That experiment shows that the \emph{derivative} command uses a 
wrong defaut step $h$ when $x$ is very small.

To improve the accuracy of the computation, one can take control of the 
step $h$. A reasonable solution is to use $h=\sqrt{\epsilon}|x|$ so that the 
step is scaled depending on $x$. 
The following script illustrates than method, which produces 
results with 8 significant digits.

\begin{verbatim}
-->fp = derivative(myfunction,1.e-100,order=1,h=sqrt(%eps)*1.e-100)
 fp  =
    2.000000013099139394-100  
-->fe=2.e-100
 fe  =
    2.000000000000000040-100  
-->e = abs(fp-fe)/fe
 e  =
    0.0000000065495696770794  
\end{verbatim}

But when $x$ is exactly zero, the scaling method cannot work, because 
it would produce the step $h=0$, and therefore a division by zero
exception. In that case, the default step provides a good accuracy.

Another command is available in Scilab to compute the 
numerical derivatives of a given function, that is \emph{numdiff}.
The \emph{numdiff} command uses the step 
\begin{eqnarray}
h=\sqrt{\epsilon}(1+10^{-3}|x|).
\end{eqnarray}
In the following paragraphs, we try to analyse why this formula 
has been chosen. As we are going to check experimentally, this step
formula performs better than \emph{derivative} when $x$ is 
large.

As we can see the following session, the behaviour is approximately 
the same when the value of $x$ is 1.

\begin{verbatim}
-->fp = numdiff(myfunction,1.0)
 fp  =
    2.0000000189353417390237  
-->fe=2.0
 fe  =
    2.  
-->e = abs(fp-fe)/fe
 e  =
    9.468D-09  
\end{verbatim}

The accuracy is slightly decreased with respect to the optimal
value 7.450581e-009 which was produced by derivative.

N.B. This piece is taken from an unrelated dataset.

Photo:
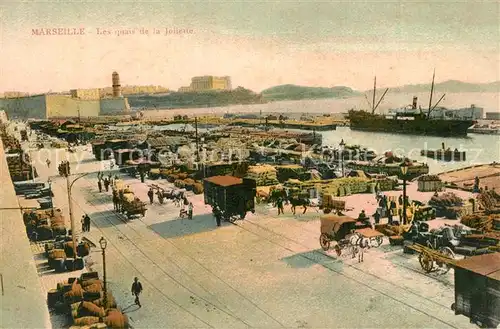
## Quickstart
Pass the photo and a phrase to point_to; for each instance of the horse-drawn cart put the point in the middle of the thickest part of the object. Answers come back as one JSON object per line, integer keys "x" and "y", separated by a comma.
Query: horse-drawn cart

But the number 
of significant digits is approximately the same, i.e. 9 digits.

The goal of this step is to produce good accuracy when the value of $x$ 
is large, where the \emph{numdiff} command produces accurate
results, while \emph{derivative} performs poorly.

\begin{verbatim}
-->numdiff(myfunction,1.e10)
  ans  =
    2.000D+10  
-->derivative(myfunction,1.e10,order=1)
 ans  =
    0.  
\end{verbatim}

This step is a trade-off because it allows to keep a good accuracy with
large values of $x$, but produces a slightly sub-optimal step size when 
$x$ is near 1. The behaviour near zero is the same, i.e. both commands 
produce wrong results when $x \rightarrow 0$ and $x\neq 0$.

\subsection{References}

A reference for numerical derivates 
is \cite{AbramowitzStegun1972}, chapter 25. "Numerical Interpolation, 
Differentiation and Integration" (p. 875).
The webpage \cite{schimdtnd} and the book \cite{NumericalRecipes} give
results about the rounding errors.